Bupati Situbondo, Yusuf Rio Wahyu Prayogo, mengatakan bahwa kenaikan insentif tersebut merupakan bentuk apresiasi Pemerintah Daerah Kabupaten Situbondo terhadap peran para guru ngaji dan guru sekolah minggu dalam membentuk sikap dan akhlak generasi muda.
“Tahun ini insentif guru ngaji dan guru sekolah minggu sudah naik dari Rp2 juta menjadi Rp3 juta,” ujar Mas Rio, panggilan akrabnya, usai penyerahan insentif di Pondok Pesantren Manba'ul Hikam, Panji, Kabupaten Situbondo.
Mas Rio menegaskan bahwa para guru ngaji dan guru sekolah minggu memiliki kontribusi penting dalam menanamkan nilai-nilai moral dan spiritual kepada anak-anak di lingkungannya masing-masing.
“Pendidikan karakter yang diajarkan para guru ngaji dan guru tersebut tidak hanya sebatas kemampuan membaca kitab suci Al-Qur'an, tetapi juga menyangkut pembentukan sikap hidup anak-anak sebagai penerus generasi bangsa,” kata Mas Rio.
Tak hanya itu, Mas Rio juga menitipkan agar anak-anak yang mengaji diajari tentang keikhlasan, ketawaduan, serta nilai-nilai kebaikan lainnya.

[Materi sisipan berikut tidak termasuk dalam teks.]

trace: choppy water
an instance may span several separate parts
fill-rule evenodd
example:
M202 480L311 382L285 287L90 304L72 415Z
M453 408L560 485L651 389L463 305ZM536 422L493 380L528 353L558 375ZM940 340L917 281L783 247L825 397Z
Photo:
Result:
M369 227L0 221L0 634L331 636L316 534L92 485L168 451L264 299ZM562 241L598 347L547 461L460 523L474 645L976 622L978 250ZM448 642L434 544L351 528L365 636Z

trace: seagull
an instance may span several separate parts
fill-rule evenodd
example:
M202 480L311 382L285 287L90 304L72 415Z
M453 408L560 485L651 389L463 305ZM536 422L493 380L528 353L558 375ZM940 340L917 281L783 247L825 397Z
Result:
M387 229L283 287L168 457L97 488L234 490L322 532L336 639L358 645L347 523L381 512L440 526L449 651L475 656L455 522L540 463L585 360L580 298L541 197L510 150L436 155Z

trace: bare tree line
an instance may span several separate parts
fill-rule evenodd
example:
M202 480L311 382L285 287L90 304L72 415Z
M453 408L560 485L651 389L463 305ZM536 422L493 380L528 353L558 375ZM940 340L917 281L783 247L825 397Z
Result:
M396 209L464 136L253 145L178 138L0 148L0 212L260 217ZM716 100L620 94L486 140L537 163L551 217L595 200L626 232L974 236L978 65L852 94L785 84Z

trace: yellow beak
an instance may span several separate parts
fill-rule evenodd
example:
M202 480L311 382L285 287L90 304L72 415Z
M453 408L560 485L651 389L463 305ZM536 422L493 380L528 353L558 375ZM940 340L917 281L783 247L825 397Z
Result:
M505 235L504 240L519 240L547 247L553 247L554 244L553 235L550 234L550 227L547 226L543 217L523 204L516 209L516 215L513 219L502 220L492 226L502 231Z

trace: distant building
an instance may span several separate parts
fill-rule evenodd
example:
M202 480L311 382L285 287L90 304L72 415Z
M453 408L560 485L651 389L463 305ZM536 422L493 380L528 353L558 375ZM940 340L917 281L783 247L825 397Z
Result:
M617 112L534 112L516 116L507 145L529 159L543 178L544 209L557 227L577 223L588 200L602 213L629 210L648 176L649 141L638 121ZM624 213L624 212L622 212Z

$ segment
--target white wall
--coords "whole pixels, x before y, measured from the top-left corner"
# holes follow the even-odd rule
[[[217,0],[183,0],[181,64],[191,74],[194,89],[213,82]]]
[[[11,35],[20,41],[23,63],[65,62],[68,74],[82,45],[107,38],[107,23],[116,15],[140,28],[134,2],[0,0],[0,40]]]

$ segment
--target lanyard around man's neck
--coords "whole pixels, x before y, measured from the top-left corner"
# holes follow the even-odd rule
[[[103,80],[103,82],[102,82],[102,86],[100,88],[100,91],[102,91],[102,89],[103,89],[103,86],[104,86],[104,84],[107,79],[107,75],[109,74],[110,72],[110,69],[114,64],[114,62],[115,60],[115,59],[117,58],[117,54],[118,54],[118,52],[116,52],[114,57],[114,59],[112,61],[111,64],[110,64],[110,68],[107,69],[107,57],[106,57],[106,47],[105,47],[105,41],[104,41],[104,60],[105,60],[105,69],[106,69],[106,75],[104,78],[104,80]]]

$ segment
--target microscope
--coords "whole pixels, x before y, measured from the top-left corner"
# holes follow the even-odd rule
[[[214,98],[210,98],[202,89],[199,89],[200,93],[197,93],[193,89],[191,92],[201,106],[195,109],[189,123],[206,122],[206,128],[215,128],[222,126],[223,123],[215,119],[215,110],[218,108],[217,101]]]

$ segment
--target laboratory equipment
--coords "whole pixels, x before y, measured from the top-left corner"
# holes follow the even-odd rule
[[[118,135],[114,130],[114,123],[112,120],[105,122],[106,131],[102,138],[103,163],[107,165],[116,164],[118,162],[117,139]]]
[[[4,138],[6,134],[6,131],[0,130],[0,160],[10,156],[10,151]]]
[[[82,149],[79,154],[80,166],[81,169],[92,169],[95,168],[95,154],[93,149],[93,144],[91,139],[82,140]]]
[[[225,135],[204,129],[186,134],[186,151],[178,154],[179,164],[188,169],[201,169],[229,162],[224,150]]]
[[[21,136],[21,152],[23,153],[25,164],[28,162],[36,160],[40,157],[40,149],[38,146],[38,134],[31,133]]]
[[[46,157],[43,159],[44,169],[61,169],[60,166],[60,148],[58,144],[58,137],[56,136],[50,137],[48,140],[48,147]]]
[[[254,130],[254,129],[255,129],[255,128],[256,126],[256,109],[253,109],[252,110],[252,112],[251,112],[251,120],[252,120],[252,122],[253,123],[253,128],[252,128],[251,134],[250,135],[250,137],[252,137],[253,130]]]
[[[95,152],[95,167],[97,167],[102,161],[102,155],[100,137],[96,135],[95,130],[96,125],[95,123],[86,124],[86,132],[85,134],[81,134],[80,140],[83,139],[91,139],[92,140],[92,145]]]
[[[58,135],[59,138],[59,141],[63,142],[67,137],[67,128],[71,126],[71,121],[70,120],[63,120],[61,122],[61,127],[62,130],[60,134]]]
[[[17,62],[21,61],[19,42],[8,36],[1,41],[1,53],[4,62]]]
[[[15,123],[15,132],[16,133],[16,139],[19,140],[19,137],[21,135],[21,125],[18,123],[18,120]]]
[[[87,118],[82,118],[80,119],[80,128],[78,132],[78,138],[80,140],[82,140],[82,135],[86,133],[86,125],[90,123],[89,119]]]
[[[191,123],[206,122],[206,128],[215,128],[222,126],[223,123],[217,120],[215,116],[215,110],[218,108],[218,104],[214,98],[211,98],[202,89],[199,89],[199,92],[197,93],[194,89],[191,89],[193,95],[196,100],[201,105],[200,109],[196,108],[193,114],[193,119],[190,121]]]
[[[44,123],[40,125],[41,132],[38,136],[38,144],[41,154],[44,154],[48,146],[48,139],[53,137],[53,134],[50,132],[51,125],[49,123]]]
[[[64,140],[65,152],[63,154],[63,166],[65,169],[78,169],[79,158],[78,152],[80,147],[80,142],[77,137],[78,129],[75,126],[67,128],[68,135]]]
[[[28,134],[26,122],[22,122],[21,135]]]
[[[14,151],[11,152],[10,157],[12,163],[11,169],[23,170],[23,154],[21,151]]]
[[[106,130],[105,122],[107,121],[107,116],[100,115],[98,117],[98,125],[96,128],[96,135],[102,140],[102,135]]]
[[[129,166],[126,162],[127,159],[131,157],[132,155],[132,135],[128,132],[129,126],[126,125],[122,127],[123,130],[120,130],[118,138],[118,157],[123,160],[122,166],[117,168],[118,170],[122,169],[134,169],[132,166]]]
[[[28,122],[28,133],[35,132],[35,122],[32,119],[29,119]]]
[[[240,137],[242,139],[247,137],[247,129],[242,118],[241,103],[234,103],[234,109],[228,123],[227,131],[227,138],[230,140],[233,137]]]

Sementara itu, Kepala Dinas Pendidikan dan Kebudayaan Kabupaten Situbondo, Sopan Efendi, menjelaskan bahwa total penerima insentif guru ngaji dan guru sekolah minggu pada tahun 2026 ini mencapai 4.538 orang yang tersebar di seluruh wilayah Kabupaten Situbondo.
“Jumlah penerima insentif tahun 2026 sebanyak 4.538 guru, dengan rincian 4.427 guru ngaji dan 111 guru sekolah minggu. Besaran insentif sebesar Rp3 juta itu sudah termasuk perlindungan jaminan sosial melalui BPJS, dengan alokasi sekitar Rp69.600 per orang,” jelas Sopan.
Sopan menambahkan bahwa kenaikan nilai insentif telah disesuaikan dengan kemampuan keuangan daerah serta mempertimbangkan kebutuhan para penerima. “Kami memastikan penyaluran insentif dilakukan tepat sasaran melalui mekanisme yang telah ditetapkan,” kata Sopan.
Dengan adanya kenaikan insentif guru ngaji dan guru sekolah minggu dari Rp2 juta menjadi Rp3 juta ini, imbuh Sopan, Pemerintah Daerah Kabupaten Situbondo berharap para guru ngaji dan guru sekolah minggu semakin termotivasi dalam menjalankan perannya sebagai garda terdepan pendidikan karakter anak-anak di masyarakat.